Where did she go? Would she ever be found?
Anticipation and dread filled Wadsworth as more than 400 men assembled at the town center.
“Fellow citizens, give me your attention for a moment while I give you our directions,” Medina County Commissioner William Eyles told the restless crowd in 1824.
He ordered the villagers to march west, letting one man stop every 16 feet until the line extended more than a mile. A cascading blast of brass horns was the signal to advance.
“When the last horn sounds, all move forward,” Eyles said. “Then let no man shout, no horn blow, except to announce that she is found. Search around every log or brush heap with great care, for we only expect to find her lifeless body; and let each man remember his responsibility.
“This is not a bear hunt or a wolf hunt but a search for a lost fellow creature, and may God give us success. Move forward!”
The disappearance of Sylvia Beach, a deaf mute, was one of the greatest mysteries in the Western Reserve. Sympathetic pioneers traveled from afar to help local authorities search the vast wilderness for the missing woman.
Only a year earlier, the Beach family had moved to Ohio from Connecticut. Abel Beach, “a man of great mirthfulness and wit,” and his wife, Roxy, “a woman of strong and active purpose,” were the parents of three children, George, Sylvia and Orlando Beach, who were all in their 20s at the time.
The family cleared land for a farm and lived in a log cabin north of present-day Akron Road on the rugged outskirts of Wadsworth.
Abel and George Beach built Wadsworth’s first sawmill in 1824 on Blocker’s Run in association with Joseph and Sherman Loomis. There was an endless supply of lumber. The village stood on the eastern edge of a forest teeming with chestnut, beech, maple, oak, elm, ash, hickory, sycamore and whitewood trees.

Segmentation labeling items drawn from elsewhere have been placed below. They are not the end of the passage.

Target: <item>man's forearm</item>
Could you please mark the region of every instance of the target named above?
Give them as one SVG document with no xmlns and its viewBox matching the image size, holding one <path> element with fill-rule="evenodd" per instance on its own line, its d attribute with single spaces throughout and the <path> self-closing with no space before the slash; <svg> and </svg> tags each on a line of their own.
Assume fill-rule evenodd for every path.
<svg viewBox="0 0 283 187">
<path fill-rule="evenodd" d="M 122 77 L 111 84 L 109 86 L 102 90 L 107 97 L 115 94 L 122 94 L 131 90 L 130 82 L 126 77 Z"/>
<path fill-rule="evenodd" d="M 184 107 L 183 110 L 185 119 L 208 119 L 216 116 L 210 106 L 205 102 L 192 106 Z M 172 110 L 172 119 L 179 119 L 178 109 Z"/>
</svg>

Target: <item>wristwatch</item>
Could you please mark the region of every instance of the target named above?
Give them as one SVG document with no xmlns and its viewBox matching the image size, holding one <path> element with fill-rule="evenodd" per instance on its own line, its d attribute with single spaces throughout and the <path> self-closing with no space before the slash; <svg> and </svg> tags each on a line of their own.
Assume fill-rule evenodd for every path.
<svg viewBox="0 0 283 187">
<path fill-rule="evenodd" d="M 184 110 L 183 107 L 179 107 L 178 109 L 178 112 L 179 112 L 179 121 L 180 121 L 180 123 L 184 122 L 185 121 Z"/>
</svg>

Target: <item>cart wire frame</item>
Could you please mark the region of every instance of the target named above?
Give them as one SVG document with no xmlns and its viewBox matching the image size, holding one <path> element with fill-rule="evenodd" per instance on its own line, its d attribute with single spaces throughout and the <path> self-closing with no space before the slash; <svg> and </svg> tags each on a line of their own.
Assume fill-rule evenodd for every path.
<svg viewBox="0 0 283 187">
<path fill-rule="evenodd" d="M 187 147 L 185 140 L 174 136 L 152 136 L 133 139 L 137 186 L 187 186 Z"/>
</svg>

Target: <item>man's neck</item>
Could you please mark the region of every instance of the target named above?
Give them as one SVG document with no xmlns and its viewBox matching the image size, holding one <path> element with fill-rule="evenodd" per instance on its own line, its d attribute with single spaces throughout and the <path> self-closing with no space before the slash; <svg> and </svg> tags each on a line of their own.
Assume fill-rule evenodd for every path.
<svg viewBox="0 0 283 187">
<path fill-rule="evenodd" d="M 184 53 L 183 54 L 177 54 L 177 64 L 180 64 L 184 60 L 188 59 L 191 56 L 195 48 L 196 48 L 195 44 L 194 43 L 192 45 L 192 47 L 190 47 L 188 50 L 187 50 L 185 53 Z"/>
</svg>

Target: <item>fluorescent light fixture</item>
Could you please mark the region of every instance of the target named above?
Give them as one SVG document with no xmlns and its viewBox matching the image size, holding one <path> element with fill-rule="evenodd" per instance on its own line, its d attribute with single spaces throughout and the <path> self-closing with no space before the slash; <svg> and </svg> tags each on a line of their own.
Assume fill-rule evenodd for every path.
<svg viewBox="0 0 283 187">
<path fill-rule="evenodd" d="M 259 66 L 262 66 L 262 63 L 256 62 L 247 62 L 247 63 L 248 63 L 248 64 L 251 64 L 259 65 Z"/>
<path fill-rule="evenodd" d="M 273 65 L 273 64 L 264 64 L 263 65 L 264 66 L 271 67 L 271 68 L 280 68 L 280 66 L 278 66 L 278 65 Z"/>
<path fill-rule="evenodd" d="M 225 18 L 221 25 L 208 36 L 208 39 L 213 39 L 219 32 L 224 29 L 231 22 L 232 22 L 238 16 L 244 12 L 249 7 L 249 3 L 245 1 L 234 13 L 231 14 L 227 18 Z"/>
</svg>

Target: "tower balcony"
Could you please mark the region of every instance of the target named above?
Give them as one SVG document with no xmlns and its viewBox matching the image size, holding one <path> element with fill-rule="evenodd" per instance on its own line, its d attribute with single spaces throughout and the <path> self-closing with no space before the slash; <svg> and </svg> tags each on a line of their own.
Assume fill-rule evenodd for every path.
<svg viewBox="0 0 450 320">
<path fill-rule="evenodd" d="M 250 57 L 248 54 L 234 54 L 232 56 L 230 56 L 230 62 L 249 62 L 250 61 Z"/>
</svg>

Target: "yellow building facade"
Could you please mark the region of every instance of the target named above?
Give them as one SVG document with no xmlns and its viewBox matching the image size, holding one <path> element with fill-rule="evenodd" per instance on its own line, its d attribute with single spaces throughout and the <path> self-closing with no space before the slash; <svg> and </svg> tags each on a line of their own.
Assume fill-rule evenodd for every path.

Bears, wolves, wildcats and rattlesnakes prowled the edges of town. When a bear attacked the Beach family’s pigpen in 1823, Roxy Beach grabbed a rifle and shot the beast dead in its tracks.
Sylvia Beach, 23, had been deaf since contracting scarlet fever as a child. She was subject to bouts of mental confusion and occasionally strayed from home. One cold afternoon in 1824, Sylvia slipped away from the cabin and vanished into the woods.
The Rev. Edward Brown, who was 9 when Sylvia disappeared, recalled decades later how his father, Judge Frederick Brown, had participated in the search.
“The family ran out, but could not find her,” Brown wrote in 1875. “They and the neighbors searched for her all night, and in the morning, horseback couriers were sent to all in the region for three or four miles around.”
A light snow fell overnight and trackers found a faint set of footprints leading southwest — toward present-day Woodland and Highland avenues — but the morning sun melted the trail.
The search expanded to woods in Sharon, Copley, Norton and Chippewa. The Beach family’s hopes diminished with each passing day.
In April, villagers decided to make one final push to find Sylvia. Commissioner Eyles, an attorney who later was elected state representative and county judge, organized the search and welcomed hundreds of people from near and far.
The horns blared, and the men advanced. They searched the underbrush, checked streams, looked in hollow logs and explored dark recesses of rock formations, but Sylvia Beach was gone without a trace.
“Never was a community more stirred in sympathy for a poor wanderer, and the afflicted family,” Brown wrote. “But search was unavailing. Advertisements were sent to the Ohio Repository and the Cleveland Herald, but no tidings of the lost one or any remains were ever found.”
The family placed a marble tablet at Woodlawn Cemetery in Wadsworth: “Sylvia, daughter of A & R Beach. Lost in the woods April 17, 1824, and never found.” The April date may have been when the family gave up hope. Local history books generally agree that Sylvia vanished in March.
The weather-beaten memorial is still there today, but the original epitaph is barely legible, so the words have been re-carved on the back.
So what happened to Sylvia? She could have been attacked by a wild animal or abducted by a human predator. Perhaps she ran away with an accomplice and made a new life. Or maybe she took shelter in a hiding place that has yet to be found.
After nearly two centuries, the disappearance of Sylvia Beach has become part of local lore. Details of the tragedy inevitably softened over time.
Wadsworth cartoonist Jeff Nicholas and Franklin Elementary Principal Roger Havens teamed up on a 2014 book The Story of Sylvia Beach, a children’s tale about a pioneer girl who wanders into the woods and lives in a friendly bear cave. As part of Wadsworth’s bicentennial celebration, children were invited to search 22 businesses to find “Sylvia Beach or her grizzly bear” for a chance to win prizes.
The truth, undoubtedly, is much sadder.
From his sawmill, Abel Beach cleared the Western Reserve forest — one tree at a time — but he never again saw his daughter.
The woods did not give up their secret.